6 Tips for Safe Exercise in Your Sixties… And Beyond
Once you hit your retirement years, you have more free time for things like exercise. That’s great news, whether you’re a long-time gym enthusiast or just getting started. Cardiovascular exercise, in particular, helps to ward off obesity and the chronic diseases that can come along with it (like heart disease and diabetes). It’s also great for boosting your mood, preventing depression and anxiety, and keeping you socially connected if you work out at a gym or outdoors with friends.
But of course, many of us face health issues in our sixties and beyond. And there’s always the risk of injury for anyone. So if you’re wondering how to exercise safely in your retirement years, check out these six tips.
Ask your doctor. Naturally, the best way to determine what is safe for you is to consult with your doctor. He will screen you for underlying conditions that could make exercise dangerous, and otherwise advise you on safe levels of activity.
Exercise within the correct range of intensity. Your doctor can advise you on the “beats per minute” (bpm) range at which you should be exercising. Bpm refers to your heartrate, and tells you how hard your heart is working during exercise. After determining the safe bpm range with regard to your age and fitness level, you’ll want to stay within that range by wearing a heart rate monitor or a device such as a FitBit.
Don’t exercise alone. Always exercise with a partner, so that someone is available to assist you in the event of a fall or other incident.
Choose low-impact activities. As we get older, the cartilege in our joints begins to thin out. This can cause grinding in the joints and lead to inflammation or pain.

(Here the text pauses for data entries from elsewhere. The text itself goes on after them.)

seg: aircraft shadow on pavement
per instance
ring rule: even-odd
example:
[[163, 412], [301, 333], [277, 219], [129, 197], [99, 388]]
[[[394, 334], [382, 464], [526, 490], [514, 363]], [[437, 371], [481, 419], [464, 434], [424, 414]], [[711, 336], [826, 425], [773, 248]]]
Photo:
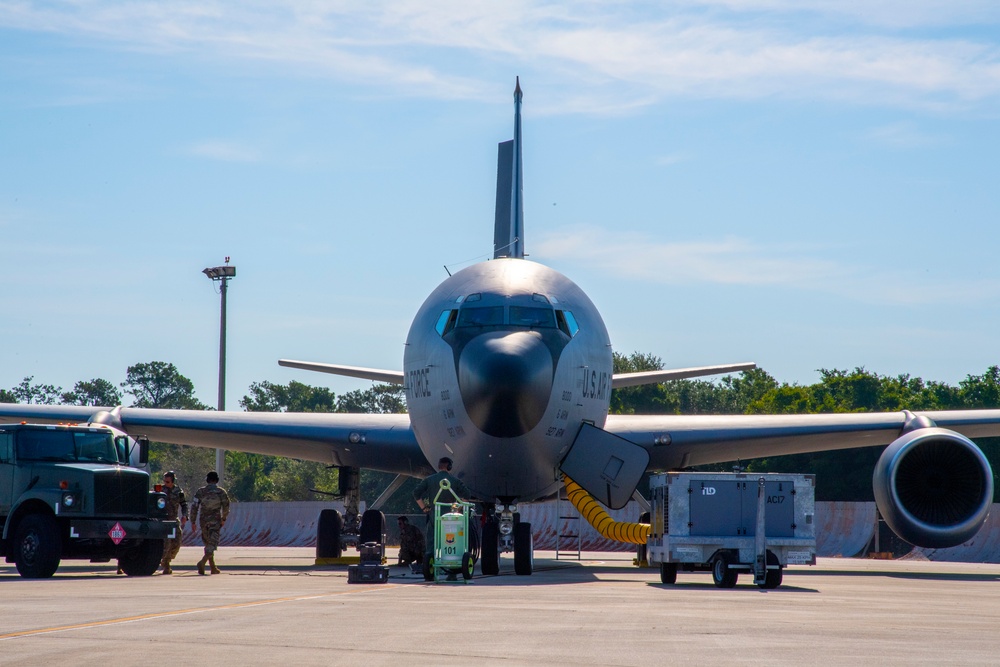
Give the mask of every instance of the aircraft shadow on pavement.
[[888, 577], [891, 579], [919, 579], [925, 581], [1000, 581], [994, 572], [895, 572], [891, 570], [824, 570], [810, 568], [795, 570], [795, 577]]

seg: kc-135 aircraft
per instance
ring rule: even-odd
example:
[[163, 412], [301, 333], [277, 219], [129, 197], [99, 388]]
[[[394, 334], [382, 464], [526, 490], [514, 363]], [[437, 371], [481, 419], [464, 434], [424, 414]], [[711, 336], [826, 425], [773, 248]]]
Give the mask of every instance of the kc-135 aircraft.
[[[886, 523], [925, 547], [972, 538], [993, 471], [970, 438], [1000, 436], [1000, 410], [816, 415], [609, 415], [611, 390], [738, 372], [751, 363], [614, 374], [597, 308], [569, 278], [525, 259], [520, 82], [514, 138], [499, 145], [494, 256], [447, 278], [417, 312], [403, 370], [281, 360], [402, 385], [409, 414], [297, 414], [0, 405], [0, 418], [105, 423], [151, 440], [422, 477], [441, 457], [482, 503], [480, 567], [513, 551], [532, 571], [516, 504], [572, 478], [613, 509], [649, 471], [889, 445], [873, 485]], [[346, 475], [345, 475], [346, 474]], [[355, 487], [356, 488], [356, 487]]]

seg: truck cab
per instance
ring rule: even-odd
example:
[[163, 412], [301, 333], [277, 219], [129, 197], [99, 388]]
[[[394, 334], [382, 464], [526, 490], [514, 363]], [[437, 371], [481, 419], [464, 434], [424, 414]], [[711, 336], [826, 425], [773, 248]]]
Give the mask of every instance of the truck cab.
[[148, 451], [105, 425], [0, 425], [0, 556], [30, 578], [63, 559], [151, 575], [179, 527], [150, 489]]

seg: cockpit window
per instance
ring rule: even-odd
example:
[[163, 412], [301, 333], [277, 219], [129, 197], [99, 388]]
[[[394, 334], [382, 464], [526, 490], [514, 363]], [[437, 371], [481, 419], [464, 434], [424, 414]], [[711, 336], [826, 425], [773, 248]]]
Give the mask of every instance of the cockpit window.
[[455, 320], [457, 319], [457, 310], [446, 310], [441, 313], [441, 317], [438, 318], [437, 324], [434, 325], [434, 330], [437, 331], [439, 335], [443, 336], [455, 328]]
[[[533, 299], [541, 303], [542, 295]], [[553, 310], [546, 306], [469, 306], [469, 301], [478, 301], [478, 294], [471, 294], [465, 299], [461, 308], [449, 308], [441, 311], [434, 330], [440, 336], [447, 336], [456, 327], [495, 327], [512, 326], [529, 329], [559, 329], [572, 338], [580, 331], [573, 313], [568, 310]]]
[[469, 308], [458, 311], [458, 326], [488, 327], [503, 324], [503, 306]]
[[548, 327], [555, 329], [556, 318], [551, 308], [511, 306], [510, 323], [515, 327]]
[[576, 323], [576, 318], [568, 310], [556, 311], [556, 323], [559, 325], [559, 329], [570, 338], [575, 336], [580, 330], [580, 325]]

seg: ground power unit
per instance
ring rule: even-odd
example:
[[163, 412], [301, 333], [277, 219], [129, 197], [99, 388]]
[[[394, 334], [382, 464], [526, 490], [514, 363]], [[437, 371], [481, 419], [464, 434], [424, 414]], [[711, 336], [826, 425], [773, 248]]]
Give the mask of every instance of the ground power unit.
[[650, 478], [649, 562], [660, 580], [705, 571], [719, 588], [741, 573], [781, 585], [787, 565], [815, 565], [815, 476], [665, 473]]

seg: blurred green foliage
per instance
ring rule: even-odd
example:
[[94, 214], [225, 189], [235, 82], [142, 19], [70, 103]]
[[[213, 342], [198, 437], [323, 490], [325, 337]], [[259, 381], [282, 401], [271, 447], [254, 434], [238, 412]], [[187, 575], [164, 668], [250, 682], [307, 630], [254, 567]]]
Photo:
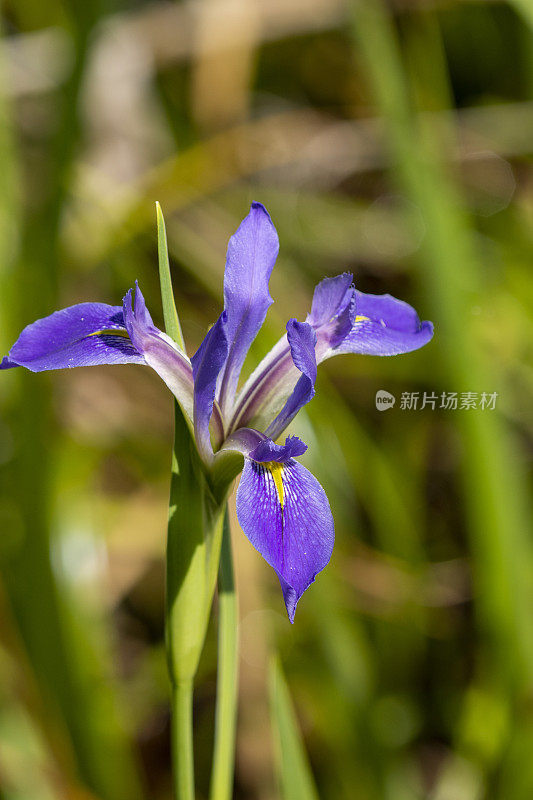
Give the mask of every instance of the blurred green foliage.
[[[55, 308], [119, 303], [135, 278], [162, 325], [156, 200], [189, 352], [252, 199], [281, 252], [250, 364], [346, 269], [436, 325], [420, 352], [323, 365], [293, 424], [337, 530], [293, 627], [233, 520], [236, 798], [277, 797], [273, 648], [321, 798], [533, 797], [531, 9], [3, 5], [2, 352]], [[376, 409], [379, 389], [393, 409]], [[402, 409], [404, 392], [437, 407]], [[498, 398], [446, 410], [442, 392]], [[142, 367], [13, 370], [0, 406], [1, 795], [164, 800], [171, 399]], [[200, 796], [215, 668], [213, 630]]]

So if you’re going to exercise, avoid activities that place strain on the knees, hips, and ankles. Swimming and biking are better than jogging, for example.
Equip yourself appropriately. Wearing good, supportive shoes will go a long way toward protecting your feet and knees from the impact of walking. And if you’ll be in the sun, remember your sunscreen, visor, and protective clothing. Wear light clothing if you’ll be walking in the evening.
Exercise regularly. For best results, keep up a regular exercise routine. Perform cardiovascular exercise for about 20 to 30 minutes, at least three times per week, to stay in shape. If you’re just starting, or if you haven’t exercised in a while, you might need to begin with shorter sessions to build up your endurance.
Remember, this all starts with expert medical advice. The tips in this blog can help, but only after consulting with your doctor about the activities that are safe for you.